In Christ we have indeed been liberated from slavery to sin and adopted into God’s own family, yet our deliverance and adoption also has a future tense. Later in Romans Paul will write of our waiting for adoption and liberation (8:22-24a). That is to say, our adoption as God’s children is in the realm of the “now-and-not-yet”. We are God’s children and yet we are part of the world which still awaits its ultimate liberation at Christ’s return. We know this well, don’t we?— the tension and pain of being a people who live in hope. The waiting, the present suffering, the creeping power of sin which seems to be ever crouching at our door. This is why Paul exhorts us to, by the Spirit, “put to death” the deeds of the flesh as we live into God’s new world. Saying “no” to the power of sin as it encroaches in our lives is a kind of “putting to death” by which the Spirit leads us into life. This is hard, but the life of Christian freedom as God’s children requires just such struggle.

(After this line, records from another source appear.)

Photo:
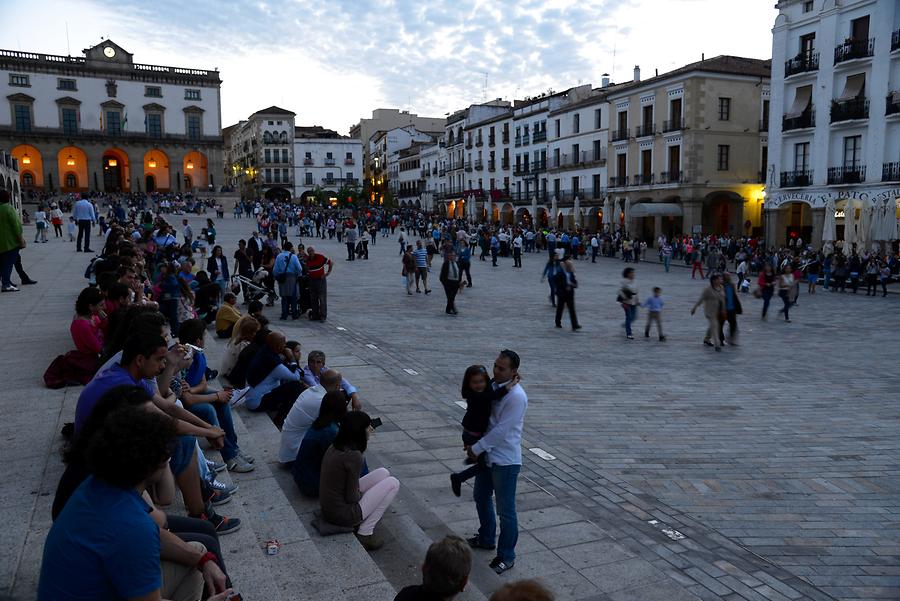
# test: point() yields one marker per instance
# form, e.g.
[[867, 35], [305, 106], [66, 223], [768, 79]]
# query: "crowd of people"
[[154, 409]]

Even still, brothers and sisters, the Triune God has begun something very wonderful in you, indeed. And I do mean begun, for having been freed from our enslavement to sin we owe our old lives nothing at all and are invited rather to live as slaves of righteousness. And having been made God’s children we are invited to live as God’s children, in God’s new world. And the same God—Father, Son, and Holy Spirit—who began this good work in you will bring it to completion. Amen.